“Could you please come here?’ the voice asked. The voice seemed to come from directly behind me. I turned to see who was talking to me. No one. ” Please!” I heard the urgency in the voice this tine. Perplexed, although busy, I went about my job. At the time I was working as a veterinary technician in a large exotics hospital in Pasadena, California. The duties were plentiful and so were the technicians, so it wasn’t unlikely for another tech to need assistance. I looked around. Everyone seemed to go about their duties with no requests for help. Puzzled although busy with my own job preparing animals for surgery, I continued with my tasks. “Please come here” the voice insisted. This time I actually felt the urgency. I stopped what I was doing. I questioned who was talking to me. I followed the direction in which the voice was coming from. It led me to an observation cage in the treatment area. Within the small confines of the cage was a terribly ill Chihuahua by the name of JJ. I found her laying on her side shaking all over. “what’s the matter JJ?” I asked while stroking the dogs long salt and pepper coat. “I’m scared” she replied. I looked around searching for answers from anyone. Could they hear what she was saying? JJ shook harder. I covered her with a blanket and rubbed her body and spoke softly to her. “it’s okay JJ, I’m here, it’s Okay.” I felt her body relax, and as I stroked her, she fell into a soft sleep. I didn’t want to leave her side. She had talked to me and I had heard it.
I questioned, why me? Why had I heard what she was saying. I quickly located an pulled my friend Tanya into the bird ward. Seeing the look on my face, I am sure she thought I was about to clue her in on the latest office gossip. I explained that JJ had just spoken to me. Tanya never blinked. She had experienced this with other animals so what I was telling her seemed no more foreign as if I had said I heard a person talking. I asked her why she thought I “heard” JJ. “Easy” she replied ” You are with JJ the most and she feels comfortable with you.” It was true. Tanya and I both worked at an emergency veterinary hospital as well as our regular 50 hour a week job at the large exotics hospital. I had been the one to transport JJ and all her IV’s, blood transfusions, and medicines from one hospital to the other daily. I held her for all her treatments and I had been there from the minute she arrived in the hospital. Most importantly I helped with her transition to the emergency hospital every night for observation. Often JJ’s owner would drive as I held the little dog in my lap. I could have easily handed her to one of the techs, but I always felt a sense of responsibility to her. JJ had been through so much and her elderly parents had done everything in their power to help her.

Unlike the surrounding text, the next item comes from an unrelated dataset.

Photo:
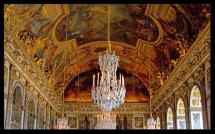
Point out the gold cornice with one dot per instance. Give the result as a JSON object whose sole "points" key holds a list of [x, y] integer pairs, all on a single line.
{"points": [[196, 55], [25, 66]]}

It made sense, but at the same time, it was so foreign to me. Days would go by and JJ didn’t speak again. Perhaps she just knew I was there for her and she needed no more requests. I longed to hear her. Then just as I convinced myself it was all my imagination, I heard her once again. ” PLEASE!” her urgent cries came from the incubator she now slept in. I rushed to her side. She was dying. She shook so horribly that she started to seize. I yelled for a doctor. We had strict orders not to euthanize her unless the owners were present, but she was increasingly getting worse. I was joined by another tech as we both tried to hold onto her through the seizure. ” Please” JJ cried ” Just let me go!” I felt every ounce of emotion, mine and hers. I cried as if she was my own. The other tech cried too. I called out for the doctor as several techs ran to get him. They couldn’t reach the owners by phone. JJ was releasing urine and feces now as she seized again. ” You can’t let her suffer!” I pleaded. The best thing we could do now is grant her wish.
The motion of the little dog was still now. Somehow I expected JJ to come to me, to thank me, to tell me she was okay, but instead I heard nothing. I was drained. Not only had I communicated with this little dog, but I seemed to have felt everything she was going through.
Although this story happened over 20 years ago, I will never forget that time. Hearing JJ’s voice impacted my life and now career, even more than I could have possibly imagined.